The Centrepoint garden also features weeds (“What appears to be a dysfunctional space is in fact a thriving habitat”). Jilayne Rickards, who designed the Flora and Fauna garden, includes brambles and thistles: “When you look at what they can do for wildlife in your garden, it’s immense. They don’t need watering and feeding.” Too true, they don’t. They turned the backyard in my parental home into the Sleeping Beauty’s castle without any sayso from me.

But there’s a backlash under way. Call it the (Horti)Culture Wars. Alan Titchmarsh, for traditionalists, wants a return to the kind of garden that imposes actual order on a space. So he’s got it in for the Leave it to Nature approach. “There’s a misconception that the only way to get wildlife into your garden is to rewild.” He measured the amount of wildlife in a wildflower meadow and found that his conventional garden had more species.

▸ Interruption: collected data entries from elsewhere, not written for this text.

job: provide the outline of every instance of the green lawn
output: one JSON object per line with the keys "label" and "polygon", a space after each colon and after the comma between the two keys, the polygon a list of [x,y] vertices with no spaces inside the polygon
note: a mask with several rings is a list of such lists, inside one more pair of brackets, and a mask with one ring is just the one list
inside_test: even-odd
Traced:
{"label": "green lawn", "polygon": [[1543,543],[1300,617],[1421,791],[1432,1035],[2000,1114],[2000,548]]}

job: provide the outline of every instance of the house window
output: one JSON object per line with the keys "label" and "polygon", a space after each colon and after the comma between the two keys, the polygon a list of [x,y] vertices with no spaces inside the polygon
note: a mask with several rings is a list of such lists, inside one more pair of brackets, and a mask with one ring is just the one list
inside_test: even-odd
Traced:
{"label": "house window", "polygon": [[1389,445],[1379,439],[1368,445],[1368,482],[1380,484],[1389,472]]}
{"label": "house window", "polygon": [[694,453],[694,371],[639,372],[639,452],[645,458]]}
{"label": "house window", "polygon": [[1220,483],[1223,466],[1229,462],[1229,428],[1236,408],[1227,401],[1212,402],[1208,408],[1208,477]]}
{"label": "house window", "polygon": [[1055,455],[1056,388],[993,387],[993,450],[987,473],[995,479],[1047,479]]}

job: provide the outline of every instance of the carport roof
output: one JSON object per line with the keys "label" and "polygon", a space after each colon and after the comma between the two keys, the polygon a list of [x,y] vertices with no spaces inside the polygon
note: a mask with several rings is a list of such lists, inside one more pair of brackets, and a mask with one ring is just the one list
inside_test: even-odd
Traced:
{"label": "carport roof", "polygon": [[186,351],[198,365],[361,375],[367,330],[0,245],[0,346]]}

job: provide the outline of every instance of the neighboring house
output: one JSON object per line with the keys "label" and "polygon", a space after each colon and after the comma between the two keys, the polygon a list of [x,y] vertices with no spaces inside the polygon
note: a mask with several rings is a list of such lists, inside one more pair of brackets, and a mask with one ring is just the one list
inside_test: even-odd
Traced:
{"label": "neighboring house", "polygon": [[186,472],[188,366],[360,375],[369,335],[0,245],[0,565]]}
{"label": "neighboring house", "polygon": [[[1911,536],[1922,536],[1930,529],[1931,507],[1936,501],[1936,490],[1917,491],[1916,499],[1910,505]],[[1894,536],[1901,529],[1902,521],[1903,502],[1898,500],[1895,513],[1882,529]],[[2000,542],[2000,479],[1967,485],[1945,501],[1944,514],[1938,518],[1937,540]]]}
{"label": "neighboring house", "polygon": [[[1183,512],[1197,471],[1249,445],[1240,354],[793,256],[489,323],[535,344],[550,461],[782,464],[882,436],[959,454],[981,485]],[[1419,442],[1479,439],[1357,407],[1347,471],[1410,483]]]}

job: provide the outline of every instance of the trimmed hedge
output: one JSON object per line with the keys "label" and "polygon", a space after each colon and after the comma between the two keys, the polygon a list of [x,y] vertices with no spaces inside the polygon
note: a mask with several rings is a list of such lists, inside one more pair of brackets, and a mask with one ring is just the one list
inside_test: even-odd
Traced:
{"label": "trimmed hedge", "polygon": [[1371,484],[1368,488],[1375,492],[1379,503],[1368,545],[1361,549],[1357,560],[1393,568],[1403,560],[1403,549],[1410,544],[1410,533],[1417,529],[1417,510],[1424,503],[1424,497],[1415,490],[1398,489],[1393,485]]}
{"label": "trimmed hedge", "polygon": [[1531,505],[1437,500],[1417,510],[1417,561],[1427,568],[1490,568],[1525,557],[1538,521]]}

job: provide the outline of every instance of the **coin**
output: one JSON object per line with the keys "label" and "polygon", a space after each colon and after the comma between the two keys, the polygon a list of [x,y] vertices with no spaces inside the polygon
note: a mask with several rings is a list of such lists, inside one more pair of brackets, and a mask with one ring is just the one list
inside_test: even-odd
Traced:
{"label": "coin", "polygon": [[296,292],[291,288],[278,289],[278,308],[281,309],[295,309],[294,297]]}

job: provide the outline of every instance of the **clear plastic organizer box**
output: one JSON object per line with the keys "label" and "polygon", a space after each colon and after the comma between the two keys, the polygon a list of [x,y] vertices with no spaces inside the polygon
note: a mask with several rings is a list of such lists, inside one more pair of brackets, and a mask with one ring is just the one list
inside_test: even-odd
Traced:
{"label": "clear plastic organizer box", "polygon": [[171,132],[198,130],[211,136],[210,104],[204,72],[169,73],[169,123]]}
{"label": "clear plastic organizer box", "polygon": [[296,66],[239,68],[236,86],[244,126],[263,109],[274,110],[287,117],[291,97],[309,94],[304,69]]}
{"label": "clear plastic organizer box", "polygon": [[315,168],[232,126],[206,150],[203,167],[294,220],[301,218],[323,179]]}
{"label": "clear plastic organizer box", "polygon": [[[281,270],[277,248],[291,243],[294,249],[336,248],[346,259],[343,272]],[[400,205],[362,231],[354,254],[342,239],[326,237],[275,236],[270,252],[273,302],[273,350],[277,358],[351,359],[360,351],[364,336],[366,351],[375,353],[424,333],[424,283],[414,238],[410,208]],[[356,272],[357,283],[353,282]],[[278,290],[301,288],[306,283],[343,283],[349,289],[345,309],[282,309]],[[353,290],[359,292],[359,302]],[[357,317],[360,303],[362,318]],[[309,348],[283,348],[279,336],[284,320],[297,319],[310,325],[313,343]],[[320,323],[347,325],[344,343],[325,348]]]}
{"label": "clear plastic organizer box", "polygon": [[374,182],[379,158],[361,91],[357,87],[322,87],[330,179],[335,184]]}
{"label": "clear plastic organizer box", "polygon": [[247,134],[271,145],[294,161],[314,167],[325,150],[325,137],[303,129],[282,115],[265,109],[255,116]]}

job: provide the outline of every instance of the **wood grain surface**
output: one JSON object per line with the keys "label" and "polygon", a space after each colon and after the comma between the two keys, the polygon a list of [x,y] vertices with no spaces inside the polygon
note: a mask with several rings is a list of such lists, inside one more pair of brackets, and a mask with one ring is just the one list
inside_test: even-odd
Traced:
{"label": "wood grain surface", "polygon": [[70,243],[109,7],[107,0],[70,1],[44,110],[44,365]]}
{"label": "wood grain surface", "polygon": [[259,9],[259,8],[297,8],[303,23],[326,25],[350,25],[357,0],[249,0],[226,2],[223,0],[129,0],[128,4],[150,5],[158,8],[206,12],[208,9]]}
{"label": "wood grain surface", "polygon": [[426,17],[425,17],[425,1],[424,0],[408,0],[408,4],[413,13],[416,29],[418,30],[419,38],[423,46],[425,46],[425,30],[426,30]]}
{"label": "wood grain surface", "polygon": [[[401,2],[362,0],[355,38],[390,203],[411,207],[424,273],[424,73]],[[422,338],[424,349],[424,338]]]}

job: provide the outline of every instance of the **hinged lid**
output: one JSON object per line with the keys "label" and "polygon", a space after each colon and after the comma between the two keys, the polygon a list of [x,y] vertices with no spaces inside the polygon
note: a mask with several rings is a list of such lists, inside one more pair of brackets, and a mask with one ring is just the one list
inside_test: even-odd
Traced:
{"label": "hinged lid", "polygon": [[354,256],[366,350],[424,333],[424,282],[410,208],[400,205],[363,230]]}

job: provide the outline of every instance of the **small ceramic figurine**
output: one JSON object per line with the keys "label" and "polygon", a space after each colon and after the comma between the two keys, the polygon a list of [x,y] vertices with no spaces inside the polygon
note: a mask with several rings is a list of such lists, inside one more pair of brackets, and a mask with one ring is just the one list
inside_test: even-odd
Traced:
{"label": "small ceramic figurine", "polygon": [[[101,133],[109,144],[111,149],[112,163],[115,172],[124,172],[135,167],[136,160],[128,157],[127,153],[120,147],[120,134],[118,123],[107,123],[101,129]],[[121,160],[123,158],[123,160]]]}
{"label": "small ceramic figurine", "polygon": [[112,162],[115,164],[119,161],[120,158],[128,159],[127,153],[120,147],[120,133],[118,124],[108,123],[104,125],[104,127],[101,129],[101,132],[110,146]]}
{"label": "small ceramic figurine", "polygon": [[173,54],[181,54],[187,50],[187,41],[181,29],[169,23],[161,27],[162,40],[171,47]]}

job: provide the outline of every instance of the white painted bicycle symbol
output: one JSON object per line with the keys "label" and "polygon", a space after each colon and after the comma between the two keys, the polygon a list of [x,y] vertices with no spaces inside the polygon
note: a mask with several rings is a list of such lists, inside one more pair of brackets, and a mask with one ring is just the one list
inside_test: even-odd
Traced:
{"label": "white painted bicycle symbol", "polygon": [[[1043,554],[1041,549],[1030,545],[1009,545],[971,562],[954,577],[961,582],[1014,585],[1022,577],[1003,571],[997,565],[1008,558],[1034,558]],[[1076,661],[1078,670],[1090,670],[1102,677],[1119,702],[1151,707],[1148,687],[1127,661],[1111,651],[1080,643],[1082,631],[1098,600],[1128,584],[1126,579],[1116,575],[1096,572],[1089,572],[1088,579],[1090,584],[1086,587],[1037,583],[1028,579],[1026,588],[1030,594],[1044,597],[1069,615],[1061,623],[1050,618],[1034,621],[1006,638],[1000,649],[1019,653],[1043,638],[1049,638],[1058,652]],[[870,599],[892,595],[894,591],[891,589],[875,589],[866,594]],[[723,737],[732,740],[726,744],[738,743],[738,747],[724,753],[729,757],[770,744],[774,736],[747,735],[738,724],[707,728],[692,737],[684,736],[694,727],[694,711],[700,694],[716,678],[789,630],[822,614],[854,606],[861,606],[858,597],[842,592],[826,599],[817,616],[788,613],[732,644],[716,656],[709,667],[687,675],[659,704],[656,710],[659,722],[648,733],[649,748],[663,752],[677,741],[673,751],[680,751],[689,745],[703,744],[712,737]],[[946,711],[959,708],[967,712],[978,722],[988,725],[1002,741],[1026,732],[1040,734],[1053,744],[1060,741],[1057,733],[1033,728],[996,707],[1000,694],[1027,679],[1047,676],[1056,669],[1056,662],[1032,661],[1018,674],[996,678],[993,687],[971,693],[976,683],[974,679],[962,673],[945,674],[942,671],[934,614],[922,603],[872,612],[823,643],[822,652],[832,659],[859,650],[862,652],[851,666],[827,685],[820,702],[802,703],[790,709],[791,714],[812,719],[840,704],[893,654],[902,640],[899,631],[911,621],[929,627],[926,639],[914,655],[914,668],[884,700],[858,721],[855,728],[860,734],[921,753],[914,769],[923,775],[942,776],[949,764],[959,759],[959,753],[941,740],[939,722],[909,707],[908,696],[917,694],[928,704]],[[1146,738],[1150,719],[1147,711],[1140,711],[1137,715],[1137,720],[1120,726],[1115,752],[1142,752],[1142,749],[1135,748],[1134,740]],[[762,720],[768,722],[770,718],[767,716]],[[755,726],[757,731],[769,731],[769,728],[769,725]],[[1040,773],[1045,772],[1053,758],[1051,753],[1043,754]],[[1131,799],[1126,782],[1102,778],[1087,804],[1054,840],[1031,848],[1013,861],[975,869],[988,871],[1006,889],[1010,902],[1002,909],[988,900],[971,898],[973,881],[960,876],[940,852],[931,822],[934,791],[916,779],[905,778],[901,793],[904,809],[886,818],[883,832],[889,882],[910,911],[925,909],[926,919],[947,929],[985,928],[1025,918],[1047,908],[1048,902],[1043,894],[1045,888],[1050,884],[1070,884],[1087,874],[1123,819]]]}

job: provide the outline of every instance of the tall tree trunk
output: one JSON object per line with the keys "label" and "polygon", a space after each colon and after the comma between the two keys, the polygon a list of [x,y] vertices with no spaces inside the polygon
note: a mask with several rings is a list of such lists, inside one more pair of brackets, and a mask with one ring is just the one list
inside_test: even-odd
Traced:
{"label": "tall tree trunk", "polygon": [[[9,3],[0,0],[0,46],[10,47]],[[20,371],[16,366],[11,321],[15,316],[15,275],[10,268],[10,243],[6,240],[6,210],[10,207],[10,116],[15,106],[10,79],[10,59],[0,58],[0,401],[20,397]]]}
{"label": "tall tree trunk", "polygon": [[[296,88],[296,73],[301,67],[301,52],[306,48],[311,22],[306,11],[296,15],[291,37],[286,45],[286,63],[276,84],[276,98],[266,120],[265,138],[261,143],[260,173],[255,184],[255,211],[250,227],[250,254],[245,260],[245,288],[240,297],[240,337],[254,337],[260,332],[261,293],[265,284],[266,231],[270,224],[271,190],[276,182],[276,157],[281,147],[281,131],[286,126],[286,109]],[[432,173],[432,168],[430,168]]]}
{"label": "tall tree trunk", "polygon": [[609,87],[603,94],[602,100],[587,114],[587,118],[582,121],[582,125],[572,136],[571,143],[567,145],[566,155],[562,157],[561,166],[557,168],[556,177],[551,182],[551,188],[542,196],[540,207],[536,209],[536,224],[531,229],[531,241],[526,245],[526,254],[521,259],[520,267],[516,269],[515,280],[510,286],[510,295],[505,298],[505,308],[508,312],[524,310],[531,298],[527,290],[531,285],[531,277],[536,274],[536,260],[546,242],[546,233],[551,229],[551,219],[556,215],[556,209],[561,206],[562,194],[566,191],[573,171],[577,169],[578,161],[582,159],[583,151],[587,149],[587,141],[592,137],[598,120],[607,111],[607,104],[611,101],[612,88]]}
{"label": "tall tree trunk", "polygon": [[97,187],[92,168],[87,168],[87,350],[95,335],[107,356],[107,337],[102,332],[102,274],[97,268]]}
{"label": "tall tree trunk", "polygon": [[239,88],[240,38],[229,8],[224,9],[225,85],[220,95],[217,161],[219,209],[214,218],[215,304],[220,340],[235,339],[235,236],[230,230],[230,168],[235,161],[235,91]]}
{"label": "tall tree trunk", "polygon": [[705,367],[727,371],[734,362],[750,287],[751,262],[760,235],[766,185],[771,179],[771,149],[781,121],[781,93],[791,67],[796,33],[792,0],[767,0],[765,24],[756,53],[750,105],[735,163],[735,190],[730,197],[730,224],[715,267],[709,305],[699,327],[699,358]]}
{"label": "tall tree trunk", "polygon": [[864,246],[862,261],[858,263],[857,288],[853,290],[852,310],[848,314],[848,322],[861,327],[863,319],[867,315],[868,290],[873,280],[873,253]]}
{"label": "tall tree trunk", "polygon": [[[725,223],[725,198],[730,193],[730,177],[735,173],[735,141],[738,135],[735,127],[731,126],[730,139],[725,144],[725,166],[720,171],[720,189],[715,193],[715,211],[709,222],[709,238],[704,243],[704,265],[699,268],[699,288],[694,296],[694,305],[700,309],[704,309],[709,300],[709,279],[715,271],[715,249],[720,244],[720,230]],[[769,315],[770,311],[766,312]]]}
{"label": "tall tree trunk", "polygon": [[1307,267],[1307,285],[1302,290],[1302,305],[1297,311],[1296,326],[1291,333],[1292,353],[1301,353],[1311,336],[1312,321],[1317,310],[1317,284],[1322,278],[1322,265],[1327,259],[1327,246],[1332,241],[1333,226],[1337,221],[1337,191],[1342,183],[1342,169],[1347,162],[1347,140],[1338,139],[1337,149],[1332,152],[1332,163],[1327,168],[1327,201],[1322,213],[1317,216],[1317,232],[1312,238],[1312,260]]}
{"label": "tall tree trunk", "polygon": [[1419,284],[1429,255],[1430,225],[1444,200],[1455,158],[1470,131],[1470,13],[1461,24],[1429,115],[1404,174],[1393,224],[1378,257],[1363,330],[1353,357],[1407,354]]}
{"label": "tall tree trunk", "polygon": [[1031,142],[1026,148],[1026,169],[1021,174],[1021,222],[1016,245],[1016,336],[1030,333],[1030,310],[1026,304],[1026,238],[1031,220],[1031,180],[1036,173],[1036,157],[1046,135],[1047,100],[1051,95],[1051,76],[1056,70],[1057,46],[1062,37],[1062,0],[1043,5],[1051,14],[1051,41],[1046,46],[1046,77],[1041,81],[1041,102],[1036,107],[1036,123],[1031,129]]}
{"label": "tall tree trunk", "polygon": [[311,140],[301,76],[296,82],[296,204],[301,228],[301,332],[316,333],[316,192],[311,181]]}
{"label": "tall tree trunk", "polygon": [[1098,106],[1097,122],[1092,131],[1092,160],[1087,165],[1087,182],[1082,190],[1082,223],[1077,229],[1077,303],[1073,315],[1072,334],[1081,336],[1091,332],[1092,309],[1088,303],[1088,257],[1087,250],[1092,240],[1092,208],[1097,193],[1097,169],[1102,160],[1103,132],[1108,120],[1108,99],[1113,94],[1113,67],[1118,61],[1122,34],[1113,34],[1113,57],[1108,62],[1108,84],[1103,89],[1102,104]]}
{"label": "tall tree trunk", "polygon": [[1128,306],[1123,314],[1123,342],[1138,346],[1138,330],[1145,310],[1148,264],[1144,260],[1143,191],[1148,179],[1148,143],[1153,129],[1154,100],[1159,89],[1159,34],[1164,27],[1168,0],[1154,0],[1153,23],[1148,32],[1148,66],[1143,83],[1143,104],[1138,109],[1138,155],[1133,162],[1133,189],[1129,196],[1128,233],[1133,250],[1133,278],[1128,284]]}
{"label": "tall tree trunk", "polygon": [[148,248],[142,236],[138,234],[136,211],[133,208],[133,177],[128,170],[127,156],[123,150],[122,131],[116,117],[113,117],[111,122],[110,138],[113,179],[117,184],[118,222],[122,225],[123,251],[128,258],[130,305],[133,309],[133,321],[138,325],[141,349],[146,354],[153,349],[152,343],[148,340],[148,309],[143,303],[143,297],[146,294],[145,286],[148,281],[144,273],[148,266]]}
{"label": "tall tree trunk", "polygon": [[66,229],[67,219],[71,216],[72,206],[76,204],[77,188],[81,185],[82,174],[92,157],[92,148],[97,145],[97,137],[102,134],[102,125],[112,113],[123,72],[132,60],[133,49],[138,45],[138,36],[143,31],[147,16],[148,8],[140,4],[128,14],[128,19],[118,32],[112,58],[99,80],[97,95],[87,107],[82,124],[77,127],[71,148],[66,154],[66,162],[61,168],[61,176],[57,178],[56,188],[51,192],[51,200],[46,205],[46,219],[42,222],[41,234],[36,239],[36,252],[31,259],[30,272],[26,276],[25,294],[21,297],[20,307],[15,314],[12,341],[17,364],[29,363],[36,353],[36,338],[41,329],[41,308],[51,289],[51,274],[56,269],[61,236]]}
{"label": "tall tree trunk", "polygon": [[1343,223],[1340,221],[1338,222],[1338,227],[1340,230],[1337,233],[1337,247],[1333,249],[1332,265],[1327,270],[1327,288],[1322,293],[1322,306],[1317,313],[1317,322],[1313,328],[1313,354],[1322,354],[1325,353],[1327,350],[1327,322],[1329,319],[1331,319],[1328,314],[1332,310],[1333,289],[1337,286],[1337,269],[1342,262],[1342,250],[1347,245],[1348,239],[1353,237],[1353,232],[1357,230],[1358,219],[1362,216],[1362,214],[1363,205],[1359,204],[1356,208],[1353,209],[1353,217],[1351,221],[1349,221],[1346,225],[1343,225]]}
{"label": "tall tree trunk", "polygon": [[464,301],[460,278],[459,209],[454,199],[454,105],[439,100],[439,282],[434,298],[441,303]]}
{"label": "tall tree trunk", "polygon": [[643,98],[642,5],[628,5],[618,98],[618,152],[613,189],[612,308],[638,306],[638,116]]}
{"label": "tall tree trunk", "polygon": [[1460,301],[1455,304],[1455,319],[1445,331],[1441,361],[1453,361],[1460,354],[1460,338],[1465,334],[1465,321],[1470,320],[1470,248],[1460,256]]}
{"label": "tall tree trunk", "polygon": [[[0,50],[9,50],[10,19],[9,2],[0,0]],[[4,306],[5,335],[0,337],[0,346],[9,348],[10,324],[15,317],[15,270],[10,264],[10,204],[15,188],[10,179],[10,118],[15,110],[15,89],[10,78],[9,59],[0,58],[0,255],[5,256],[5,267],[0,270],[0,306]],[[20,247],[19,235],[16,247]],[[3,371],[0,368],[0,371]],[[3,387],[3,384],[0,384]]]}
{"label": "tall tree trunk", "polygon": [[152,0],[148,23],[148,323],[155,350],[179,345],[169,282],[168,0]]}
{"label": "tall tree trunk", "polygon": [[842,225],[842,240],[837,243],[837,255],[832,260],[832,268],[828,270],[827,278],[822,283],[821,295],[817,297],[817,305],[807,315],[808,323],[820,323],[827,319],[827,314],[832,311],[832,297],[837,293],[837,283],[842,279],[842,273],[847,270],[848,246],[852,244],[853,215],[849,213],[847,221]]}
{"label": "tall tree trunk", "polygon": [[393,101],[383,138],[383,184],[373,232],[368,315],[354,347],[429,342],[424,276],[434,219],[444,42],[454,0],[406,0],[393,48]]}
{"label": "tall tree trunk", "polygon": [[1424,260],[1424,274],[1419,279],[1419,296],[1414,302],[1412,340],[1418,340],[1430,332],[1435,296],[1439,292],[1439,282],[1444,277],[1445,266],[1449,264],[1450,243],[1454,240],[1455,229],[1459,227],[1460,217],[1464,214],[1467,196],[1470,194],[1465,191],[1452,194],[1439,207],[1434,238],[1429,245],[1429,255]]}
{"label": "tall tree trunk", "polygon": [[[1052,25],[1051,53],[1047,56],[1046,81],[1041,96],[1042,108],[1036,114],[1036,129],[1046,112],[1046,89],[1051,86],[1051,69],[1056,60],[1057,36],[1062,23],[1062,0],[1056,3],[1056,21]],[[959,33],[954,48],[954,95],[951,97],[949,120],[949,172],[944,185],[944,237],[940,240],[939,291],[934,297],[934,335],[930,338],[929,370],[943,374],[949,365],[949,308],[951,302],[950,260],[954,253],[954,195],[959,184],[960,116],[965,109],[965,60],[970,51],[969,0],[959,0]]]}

Which isn’t to say you don’t garden with an eye to bugs, birds and bees. He doesn’t use chemical pesticides. He’s been organic for 40 years. And he favours — bear this in mind, if you go in for dinnerplate dahlias — that single flowers are preferable to double ones. If they’re easy for insects to get at, they’re better for pollinators.

Actually, some weeds are beautiful. I prefer grass that’s got buttercups and daisies to a lawn that doesn’t. But you will have to work very hard to get me to love goosegrass. The thing about weeds is they have a hideous vigour that prettier blooms lack. Keep them down, I say. And actually garden.